When it comes to comparing this newly developed self-healing polymer to other already existing self-healing polymers, there are a number of distinctions to be made. For example, some other self healing materials will only reform under stringent conditions. Those healed due to weak hydrogen bonds are sensitive to water vapor in the air, whereas Fe-Hpdca-PDMS can sit out in open air for days without any damage. Other designs have to be heated or compressed to trigger the reforming reactions, whereas the Fe-Hpdca-PDMS heals at room temperature without any extra nudging. When it comes to artificial muscles, scientists have so far been using materials such as conducting polymers, ionically conducting polymers, and carbon nanotubes, as well as elastomers of different types. One of these groups consists of electric electroactive polymers (EAPs), which show particularly promising characteristics.

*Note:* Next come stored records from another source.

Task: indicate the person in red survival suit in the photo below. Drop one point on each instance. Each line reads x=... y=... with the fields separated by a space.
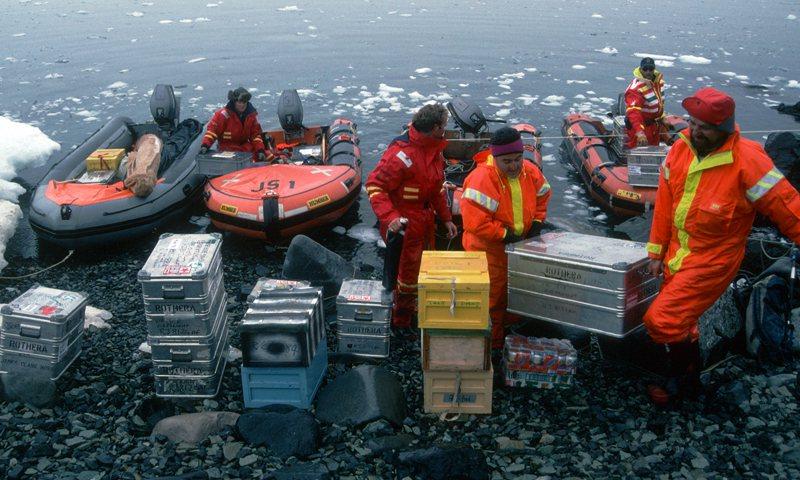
x=505 y=200
x=406 y=192
x=644 y=105
x=711 y=185
x=235 y=127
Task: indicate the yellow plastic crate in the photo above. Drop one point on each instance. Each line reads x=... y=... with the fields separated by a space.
x=454 y=290
x=104 y=159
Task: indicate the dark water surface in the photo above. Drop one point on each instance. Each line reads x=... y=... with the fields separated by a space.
x=68 y=66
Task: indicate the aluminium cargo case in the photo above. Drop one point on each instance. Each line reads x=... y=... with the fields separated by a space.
x=44 y=313
x=454 y=290
x=593 y=283
x=182 y=266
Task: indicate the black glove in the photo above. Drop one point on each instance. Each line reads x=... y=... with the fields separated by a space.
x=536 y=229
x=511 y=237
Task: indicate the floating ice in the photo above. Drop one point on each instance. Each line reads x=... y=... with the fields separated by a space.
x=608 y=50
x=694 y=60
x=654 y=56
x=553 y=101
x=364 y=233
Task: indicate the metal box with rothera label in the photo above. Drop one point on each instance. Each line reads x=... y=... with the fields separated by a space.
x=363 y=318
x=593 y=283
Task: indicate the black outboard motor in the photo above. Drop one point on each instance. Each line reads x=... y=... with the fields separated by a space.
x=467 y=116
x=290 y=112
x=165 y=106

Their ability to emulate the operation of biological muscles with high fracture toughness, large actuation strain, and inherent vibration damping make them a good candidate for artificial muscle development. This material does not, however, show any self-healing properties.
There are downfalls for Fe-Hpdca-PDMS, too. Artificial muscles need to respond pretty effectively to electric fields in order to be compatible for use for application in prosthetics and robotics. A biological muscle will usually change its length byup to 40%. However, when an electric field is applied to the material developed by Bao, the change is only 2% – a significant drawback for a muscle.
Nonetheless, there are further opportunities for the polymer to be adjusted and modified in order to make it suitable for use as an artificial muscle. Indeed, Bao says that artificial muscles are just one possible application for these sorts of materials. The research believe the material’s ability to restore a high dielectric strength after recovery from mechanical damage presents further opportunities when it comes to the preparation of highly stretchable functional materials. While more work is needed to control the material more precisely, the researchers have said that their work opens the door to other promising applications, such as artificial skin. They’re now applying this simultaneous break-and-repair chemistry to other kinds of electronic polymers.